Prove that if there exists $x$ such that every subsequence $(x_{n_k})$ of $(x_n)$ has a convergent (sub-)subsequence $(x_{n_{k_l}})$ to $x$, then the original sequence $(x_n)$ itself converges to $x$ .
Thanks for any help.
First notice that your condition implies that your sequence is bounded.
Indeed, if $(x_n)$ is unbounded, we can find a subsequence $(x_{n_k})$ such that $|x_{n_k}|\ge k$. This subsequence does not have a convergent subsequence.
So we know that $(x_n)$ is bounded and it is not convergent. This means that $$M=\limsup x_n > \liminf x_n =m.$$ (Both $M$ and $m$ are real numbers, since $(x_n)$ is bounded.)

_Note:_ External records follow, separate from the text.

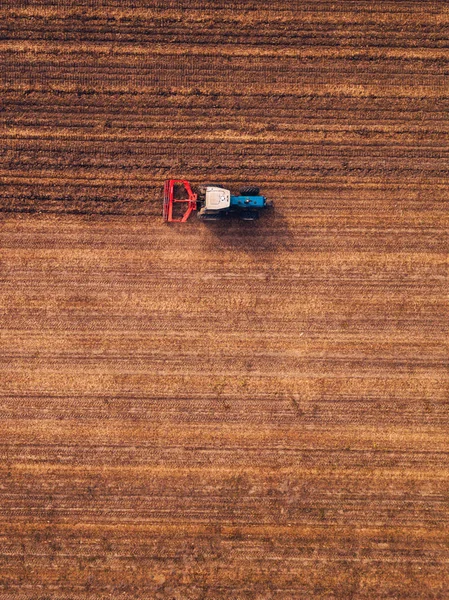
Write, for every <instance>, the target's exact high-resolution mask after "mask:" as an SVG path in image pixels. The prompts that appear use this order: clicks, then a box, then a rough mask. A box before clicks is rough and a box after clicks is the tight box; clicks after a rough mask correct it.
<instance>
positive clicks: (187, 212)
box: [163, 179, 273, 223]
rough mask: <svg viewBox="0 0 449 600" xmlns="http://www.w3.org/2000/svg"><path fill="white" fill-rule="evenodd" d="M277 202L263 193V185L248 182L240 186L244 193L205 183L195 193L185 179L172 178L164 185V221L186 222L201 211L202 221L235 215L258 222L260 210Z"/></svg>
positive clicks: (242, 191) (202, 184) (199, 219)
mask: <svg viewBox="0 0 449 600" xmlns="http://www.w3.org/2000/svg"><path fill="white" fill-rule="evenodd" d="M271 206H273V203H272V202H270V201H269V200H267V199H266V198H265V196H261V195H260V194H259V188H258V187H257V186H254V185H248V186H245V187H242V188H241V189H240V195H239V196H234V195H232V194H231V192H230V191H229V190H228V189H226V188H225V187H223V186H222V185H219V184H217V183H205V184H202V185H200V186H198V188H197V191H196V192H194V191H193V190H192V188H191V186H190V183H189V182H188V181H186V180H185V179H168V180H167V181H166V182H165V187H164V210H163V216H164V221H168V222H175V223H185V221H187V219H188V218H189V217H190V215H191V214H192V213H193V212H194V211H197V217H198V219H199V220H200V221H219V220H221V219H222V218H223V217H225V216H227V215H235V216H237V217H238V218H239V219H241V220H243V221H255V220H256V219H258V218H259V212H260V211H261V210H263V209H266V208H269V207H271ZM183 207H184V208H183Z"/></svg>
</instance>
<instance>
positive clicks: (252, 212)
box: [239, 210, 259, 221]
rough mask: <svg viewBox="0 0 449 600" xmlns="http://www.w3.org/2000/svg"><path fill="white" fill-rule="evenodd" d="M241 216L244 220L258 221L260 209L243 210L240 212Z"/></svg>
mask: <svg viewBox="0 0 449 600" xmlns="http://www.w3.org/2000/svg"><path fill="white" fill-rule="evenodd" d="M239 218H240V219H241V220H242V221H257V219H258V218H259V211H258V210H242V212H241V213H240V214H239Z"/></svg>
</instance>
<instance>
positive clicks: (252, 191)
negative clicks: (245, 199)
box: [240, 185, 260, 196]
mask: <svg viewBox="0 0 449 600" xmlns="http://www.w3.org/2000/svg"><path fill="white" fill-rule="evenodd" d="M259 191H260V188H258V187H257V185H245V186H244V187H242V188H240V194H241V195H242V196H258V195H259Z"/></svg>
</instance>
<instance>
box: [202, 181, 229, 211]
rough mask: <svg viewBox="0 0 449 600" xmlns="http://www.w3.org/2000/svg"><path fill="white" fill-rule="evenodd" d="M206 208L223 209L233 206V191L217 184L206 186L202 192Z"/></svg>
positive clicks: (202, 195)
mask: <svg viewBox="0 0 449 600" xmlns="http://www.w3.org/2000/svg"><path fill="white" fill-rule="evenodd" d="M202 196H203V198H204V207H205V208H206V210H223V209H226V208H229V207H230V206H231V192H230V191H229V190H225V189H224V188H220V187H216V186H206V188H205V190H204V191H203V194H202Z"/></svg>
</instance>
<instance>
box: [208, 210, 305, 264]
mask: <svg viewBox="0 0 449 600" xmlns="http://www.w3.org/2000/svg"><path fill="white" fill-rule="evenodd" d="M201 226H202V227H205V228H207V231H208V234H209V235H208V236H206V239H205V243H206V244H208V243H210V244H211V245H212V246H213V248H214V249H215V250H217V249H221V250H223V251H233V252H234V253H240V254H242V255H245V256H248V257H249V256H253V257H255V256H256V255H259V254H263V256H264V260H265V261H269V260H270V257H272V256H275V255H277V253H279V252H282V253H284V254H285V253H286V252H293V251H294V248H295V243H294V236H293V234H292V232H291V231H290V230H289V228H288V223H287V220H286V219H285V218H284V217H283V215H282V212H281V211H280V210H278V209H277V208H276V207H274V208H270V209H268V210H266V211H262V212H261V215H260V218H259V219H258V220H257V221H242V220H240V219H239V218H237V217H236V216H232V215H230V216H227V217H225V218H224V219H223V220H222V221H218V222H203V223H201Z"/></svg>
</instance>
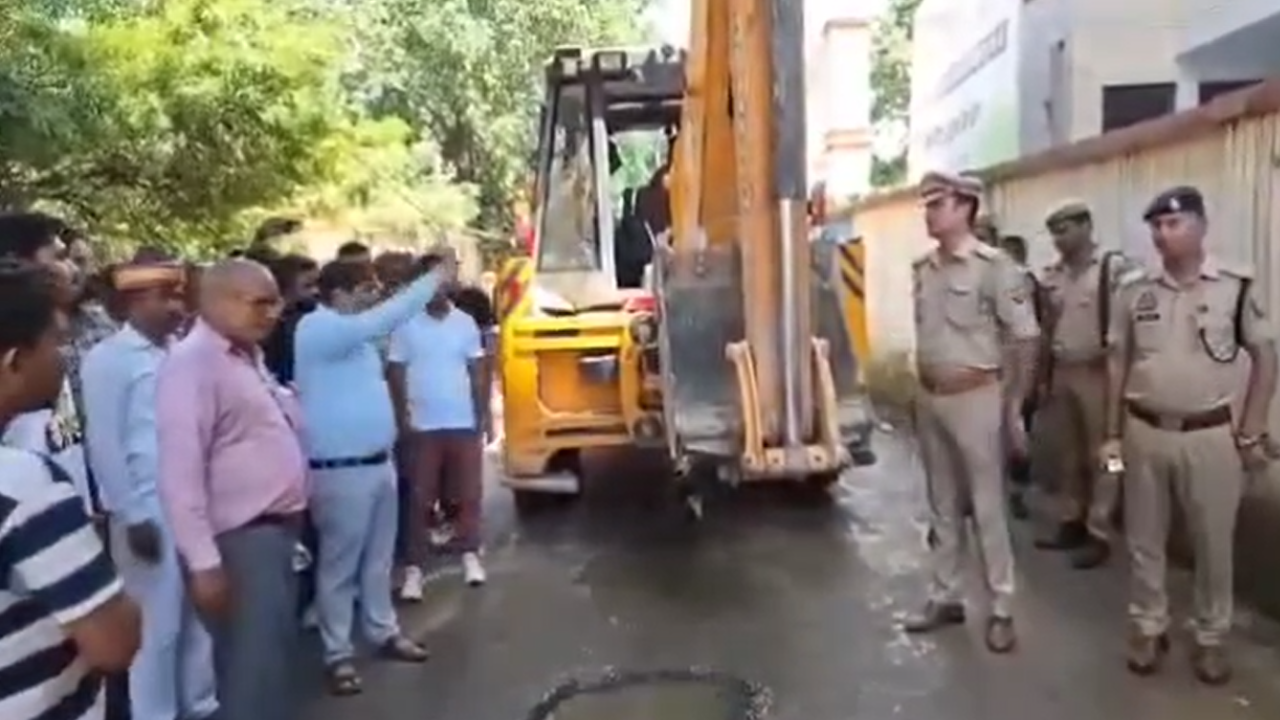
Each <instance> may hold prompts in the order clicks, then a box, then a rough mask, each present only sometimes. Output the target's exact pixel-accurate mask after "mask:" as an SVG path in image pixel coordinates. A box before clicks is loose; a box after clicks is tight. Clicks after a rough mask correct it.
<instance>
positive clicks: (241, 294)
mask: <svg viewBox="0 0 1280 720" xmlns="http://www.w3.org/2000/svg"><path fill="white" fill-rule="evenodd" d="M282 307H283V301H282V299H280V290H279V287H276V284H275V278H274V277H273V275H271V272H270V270H268V269H266V268H265V266H264V265H261V264H260V263H255V261H253V260H246V259H243V258H234V259H229V260H223V261H220V263H218V264H216V265H212V266H211V268H209V269H207V270H205V272H204V274H202V275H201V278H200V315H201V318H204V319H205V322H206V323H209V324H210V325H211V327H212V328H214V329H215V331H218V332H219V333H221V334H223V336H225V337H227V338H228V340H230V341H233V342H237V343H246V345H257V343H260V342H262V341H264V340H266V337H268V336H270V334H271V331H274V329H275V323H276V322H278V320H279V319H280V309H282Z"/></svg>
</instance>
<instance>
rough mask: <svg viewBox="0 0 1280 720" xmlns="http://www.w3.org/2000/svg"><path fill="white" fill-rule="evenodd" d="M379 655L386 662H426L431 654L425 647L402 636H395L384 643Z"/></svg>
mask: <svg viewBox="0 0 1280 720" xmlns="http://www.w3.org/2000/svg"><path fill="white" fill-rule="evenodd" d="M379 655H381V656H383V657H384V659H387V660H396V661H398V662H426V660H428V659H429V657H431V653H430V652H428V650H426V648H425V647H422V646H421V644H419V643H416V642H413V641H411V639H408V638H406V637H404V635H396V637H394V638H392V639H389V641H387V642H384V643H383V646H381V647H380V648H379Z"/></svg>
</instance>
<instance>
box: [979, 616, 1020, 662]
mask: <svg viewBox="0 0 1280 720" xmlns="http://www.w3.org/2000/svg"><path fill="white" fill-rule="evenodd" d="M986 641H987V650H989V651H991V652H995V653H996V655H1005V653H1006V652H1012V651H1014V648H1015V647H1018V633H1016V632H1014V619H1012V618H1001V616H998V615H992V616H991V618H988V619H987V637H986Z"/></svg>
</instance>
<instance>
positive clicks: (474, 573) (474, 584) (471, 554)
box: [462, 552, 488, 587]
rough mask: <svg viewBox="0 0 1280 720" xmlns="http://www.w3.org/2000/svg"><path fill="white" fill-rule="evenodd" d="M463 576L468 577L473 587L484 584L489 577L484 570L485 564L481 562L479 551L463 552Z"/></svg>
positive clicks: (469, 581) (471, 584) (462, 570)
mask: <svg viewBox="0 0 1280 720" xmlns="http://www.w3.org/2000/svg"><path fill="white" fill-rule="evenodd" d="M462 577H463V578H466V580H467V584H468V585H471V587H477V585H483V584H484V582H485V580H486V579H488V578H486V575H485V571H484V565H481V564H480V553H479V552H463V553H462Z"/></svg>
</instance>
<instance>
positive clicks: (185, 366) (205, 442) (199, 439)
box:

We know (from the properties of limit superior and limit inferior) that there is a subsequence $(x_{n_k})$ which converges to $M$ and there is a subsequence $x_{n_l}$ which converges to $m$. (And every subsequence of any of these two subsequences has, of course, the same limit $M$ resp. $m$.)
We have found two subsequences with different limits, which contradicts your assumptions about the sequence $(x_n)$.
Suppose $x_n$ does not converge to $x$, but every subsequence of $x_n$ has a sub-subsequence which converge to $x$.
Since $x_n$ does not converge to $x$ we must be able to find a subsequence such that every term is more than $\epsilon$ away from $x$ for some $\epsilon>0$, but clearly this does not have a sub-subsequence which converges to $x$, by definition.
Let every subsequence of $ x_n$ has a convergent subsequence to $ x$ and suppose by way of contradiction that $x_n$ does not converges to $x$ . Then there exists $ ε>0$ such that for every $ n_0$ , $ |x-x_n|\geq ε$ for some $n\geq n_0$. Thus $ |x-x_n|\geq ε$ for an infinite number of $n$ . This implies that there exists a subsequence $ y_n$ of $ x_n $ , such that for each $n$, $ |x-y_n|\geq ε $ . However the latter contradicts the fact that $ y_n$ has a subsequence that converges to $ x$ .